天冬酰胺(N)连接的糖基化对于内质网(ER)中的有效蛋白质折叠和通过分泌途径的顺行运输至关重要。N-聚糖在共有位点与新生多肽连接,N-X-T/S(X辛P),通过寡糖转移酶(OST)的两种酶同工型之一,STT3A或STT3B。这里,我们研究了共有位点X和羟基残基对I型跨膜糖肽支架翻译后N-糖基化分布的影响.使用快速放射性脉冲追踪实验来解决共翻译(STT3A)和翻译后(STT3B)事件,我们确定,在蛋白质翻译过程中,含有大的疏水和带负电荷的中间残基的NXS共有位点经常被STT3A跳过.STT3B对共翻译跳过位点的翻译后修饰同样受到中间X残基的阻碍,导致含有大的疏水和带负电荷的侧链的NXS位点的低糖基化。相比之下,NXT共识位点(除非NWT)被协同转化机制有效地修改,降低STT3B在修饰蛋白质翻译过程中跳过的共有位点中的作用。确定了共翻译N-糖基化效率与翻译后N-糖基化速率之间的强相关性,表明OSTSTT3A和STT3B亚型同样受到羟基和中间X共有位点残基的影响。将各种中间X残基取代到OST真细菌同源结构中表明,小的和极性的共有位点X残基很好地适合肽结合位点,而大的疏水和带负电荷的残基更难容纳,表明哺乳动物OST同工型的保守酶促机制。

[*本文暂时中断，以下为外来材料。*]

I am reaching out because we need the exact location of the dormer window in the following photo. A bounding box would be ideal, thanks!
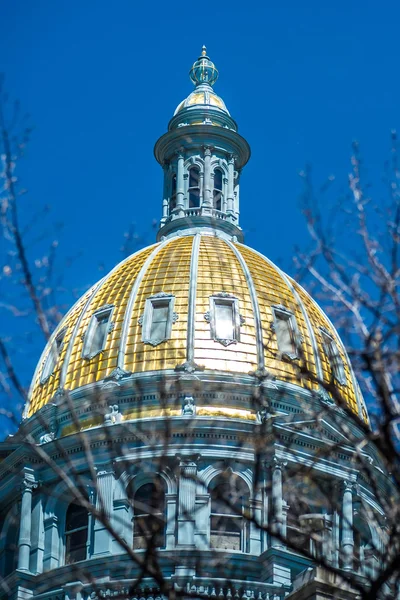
[320,327,347,385]
[204,292,244,346]
[40,329,66,383]
[188,167,200,208]
[139,292,178,346]
[82,305,114,359]
[213,169,223,210]
[272,306,301,360]
[169,173,176,214]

Asparagine (N)-linked glycosylation is essential for efficient protein folding in the endoplasmic reticulum (ER) and anterograde trafficking through the secretory pathway. N-Glycans are attached to nascent polypeptides at
consensus sites, N-X-T/S (X ≠ P), by one of two enzymatic isoforms of the oligosaccharyltransferase (OST), STT3A or STT3B. Here, we examined the effect of the
consensus site X and hydroxyl residue on the distributions of co- and post-translational N-glycosylation of a type I transmembrane glycopeptide scaffold. Using rapid radioactive pulse-chase experiments to resolve co-translational (STT3A) and post-translational (STT3B) events, we determined that NXS consensus sites containing large hydrophobic and negatively charged middle residues are frequently skipped by STT3A during protein translation. Post-translational modification of the cotranslationally skipped sites by STT3B was similarly hindered by the middle X residue, resulting in hypoglycosylation of NXS sites containing large hydrophobic and negatively charged side chains. In contrast, NXT
consensus sites (barring NWT) were efficiently modified by the cotranslational machinery, reducing STT3B\'s role in modifying
consensus sites skipped during protein translation. A strong correlation between cotranslational N-glycosylation efficiency and the rate of post-translational N-glycosylation was determined, showing that the OST STT3A and STT3B isoforms are similarly influenced by the hydroxyl and middle X
consensus site residues. Substituting various middle X residues into an OST eubacterial homologous structure revealed that small and polar consensus site X residues fit well in the peptide binding site whereas large hydrophobic and negatively charged residues were harder to accommodate, indicating conserved enzymatic mechanisms for the mammalian OST isoforms.